Fogarty director Dr Roger I Glass joins US health delegation to Burma

May / June 2012 | Volume 11, Issue 3

Fogarty Director Dr Roger I Glass stands with Burma's health minister Dr Pe Thet Khin, Burmese flag in background
Photo courtesy of U.S. State Department

Fogarty Director Dr. Roger I. Glass (left) visited
Burma recently to discuss possible research
collaborations with the country's health minister,
Dr. Pe Thet Khin.

As part of the warming of relations between U.S. and Burma, Fogarty Director Dr.
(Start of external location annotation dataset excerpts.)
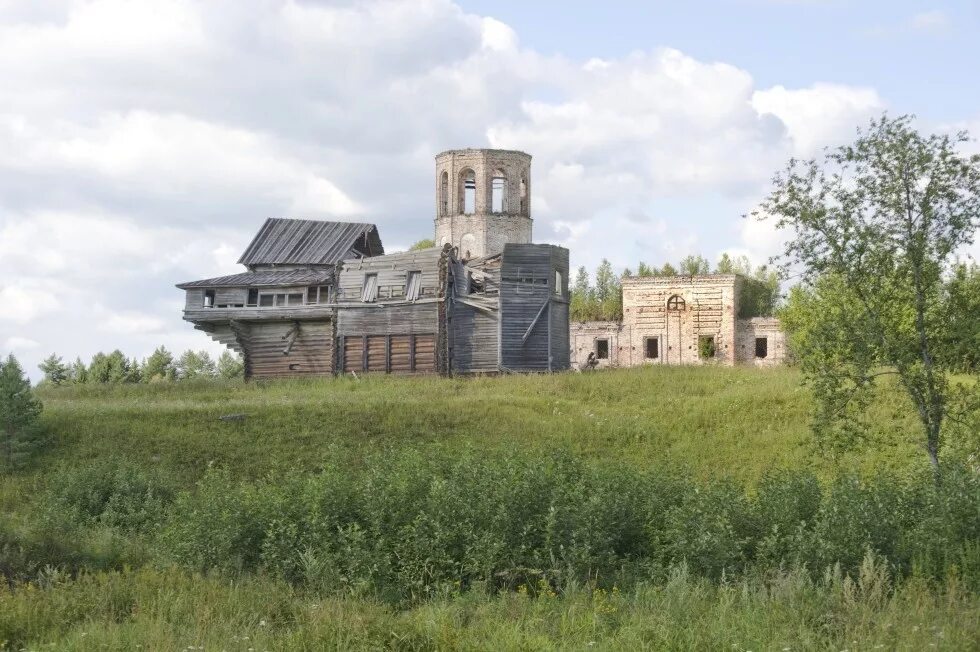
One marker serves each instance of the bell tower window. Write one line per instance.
(468, 191)
(498, 192)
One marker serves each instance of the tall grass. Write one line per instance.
(662, 508)
(169, 610)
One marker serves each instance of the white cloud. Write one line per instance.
(131, 323)
(926, 23)
(17, 344)
(141, 144)
(25, 300)
(818, 116)
(929, 21)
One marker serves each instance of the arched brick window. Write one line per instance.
(467, 191)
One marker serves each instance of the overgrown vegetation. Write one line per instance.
(161, 366)
(874, 229)
(666, 507)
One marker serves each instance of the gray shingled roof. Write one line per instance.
(310, 242)
(265, 279)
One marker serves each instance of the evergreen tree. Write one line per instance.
(608, 293)
(78, 372)
(111, 368)
(20, 412)
(195, 364)
(230, 366)
(55, 371)
(694, 266)
(159, 366)
(729, 265)
(426, 243)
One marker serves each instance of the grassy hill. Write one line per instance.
(711, 421)
(616, 509)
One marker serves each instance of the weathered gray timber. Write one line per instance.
(310, 242)
(322, 297)
(533, 307)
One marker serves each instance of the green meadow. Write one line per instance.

Roger I. Glass recently traveled to Rangoon to represent the U.S. at an international science meeting and to discuss possible research collaborations with the country's health minister.
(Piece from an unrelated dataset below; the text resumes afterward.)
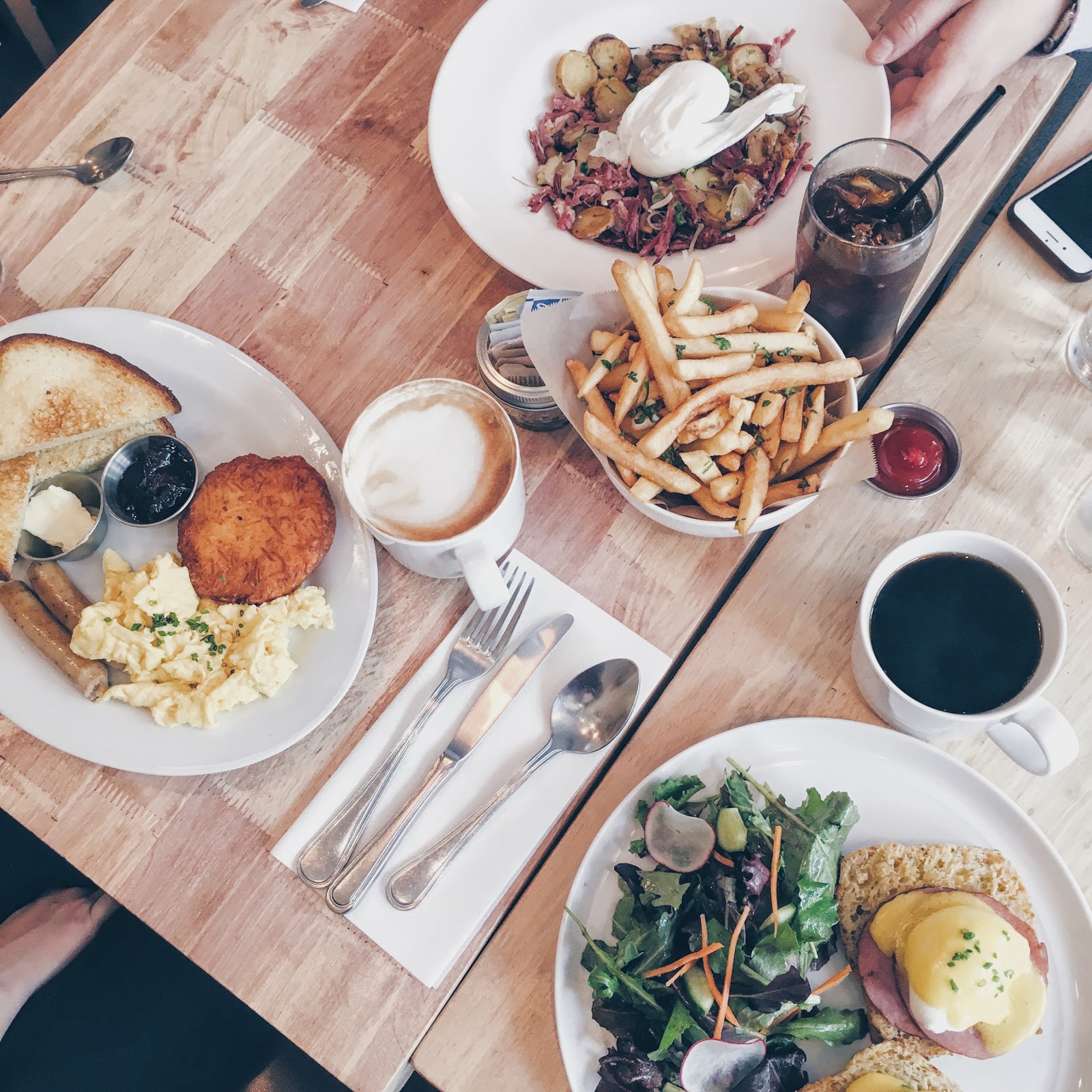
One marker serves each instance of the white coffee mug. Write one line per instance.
(474, 553)
(1028, 729)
"The Burmese are very enthusiastic about engaging with the U.S. scientific community to advance their research efforts in HIV/AIDS, malaria, dengue, and maternal and child health in particular," observed Glass. "I was very impressed with the caliber of scientists I met and look forward to establishing research and training collaborations with them."

In his role as lead U.S. health representative, Glass participated in the meeting of ASEAN's Committee on Science and Technology. He proposed that Fogarty and its federal partners host an influenza workshop in the region later this year, which was met with enthusiasm.
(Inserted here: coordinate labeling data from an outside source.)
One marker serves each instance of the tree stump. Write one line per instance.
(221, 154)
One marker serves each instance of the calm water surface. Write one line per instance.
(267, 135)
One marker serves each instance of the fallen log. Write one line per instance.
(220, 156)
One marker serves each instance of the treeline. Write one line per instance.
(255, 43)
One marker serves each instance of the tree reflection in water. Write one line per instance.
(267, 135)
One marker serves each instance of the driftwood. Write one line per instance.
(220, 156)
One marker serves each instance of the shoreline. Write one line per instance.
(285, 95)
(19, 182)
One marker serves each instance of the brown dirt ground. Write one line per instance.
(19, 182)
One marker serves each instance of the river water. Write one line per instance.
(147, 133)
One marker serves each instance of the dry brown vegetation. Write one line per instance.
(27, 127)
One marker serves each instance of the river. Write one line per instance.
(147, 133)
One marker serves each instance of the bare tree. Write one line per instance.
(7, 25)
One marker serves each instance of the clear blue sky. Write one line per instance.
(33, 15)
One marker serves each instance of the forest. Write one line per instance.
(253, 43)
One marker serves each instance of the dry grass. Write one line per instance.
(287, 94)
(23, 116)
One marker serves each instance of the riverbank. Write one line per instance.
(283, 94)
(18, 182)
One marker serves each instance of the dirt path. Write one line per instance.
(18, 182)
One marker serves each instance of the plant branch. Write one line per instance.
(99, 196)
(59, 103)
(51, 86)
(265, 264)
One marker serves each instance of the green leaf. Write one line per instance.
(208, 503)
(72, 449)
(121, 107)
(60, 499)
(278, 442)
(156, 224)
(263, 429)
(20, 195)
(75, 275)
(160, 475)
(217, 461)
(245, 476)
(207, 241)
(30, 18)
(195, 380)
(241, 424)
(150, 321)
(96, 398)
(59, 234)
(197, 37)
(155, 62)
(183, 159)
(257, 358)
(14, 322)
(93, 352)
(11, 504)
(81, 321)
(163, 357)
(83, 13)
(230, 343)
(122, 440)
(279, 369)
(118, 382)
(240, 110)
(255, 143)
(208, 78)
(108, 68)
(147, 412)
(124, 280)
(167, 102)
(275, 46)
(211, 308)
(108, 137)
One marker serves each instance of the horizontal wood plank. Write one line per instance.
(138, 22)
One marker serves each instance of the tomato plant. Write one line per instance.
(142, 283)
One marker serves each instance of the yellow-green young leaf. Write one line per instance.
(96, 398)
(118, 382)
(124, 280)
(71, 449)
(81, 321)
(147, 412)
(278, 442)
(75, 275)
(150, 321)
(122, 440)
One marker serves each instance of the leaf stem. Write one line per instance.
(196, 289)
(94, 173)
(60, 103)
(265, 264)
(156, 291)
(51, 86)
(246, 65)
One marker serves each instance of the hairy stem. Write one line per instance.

Burmese nurse in foreground prepares syringe, woman seated holds out arm of young child
Photo by Christopher Endean / GAVI Alliance

The U.S. has lifted sanctions against Burma and
is encouraging closer ties between the two
countries, paving the way for NIH to establish
research partnerships.

He also discussed ways to increase collaboration in research with the country's health minister, Dr. Pe Thet Khin, a U.K.-trained pediatrician. While in Burma, Glass visited the Department of Medical Research and met with former Fogarty trainees, many of whom received advanced instruction in infectious diseases research under an AIDS training grant to UCLA.

"It was remarkable that the rotavirus surveillance set up in Burma more than a decade ago is still providing meaningful and timely data on the burden of disease," noted Glass.

His three-day visit coincided with an announcement by Secretary of State Hillary Rodham Clinton to end sanctions against Burma, take steps to permit American investment there and appoint a U.S. ambassador to the country, the first since 1990.

"We say to American business: Invest in Burma and do it responsibly," Clinton urged. "Be an agent of positive change and be a good corporate citizen; let's all work together to create jobs, opportunity, and support reform."

Clinton pledged the U.S. will be careful to encourage responsible investment and deter human rights abuses. The private sector will be a full partner, she said, and U.S. businesses are encouraged to set a good example of doing business in a transparent, responsible manner.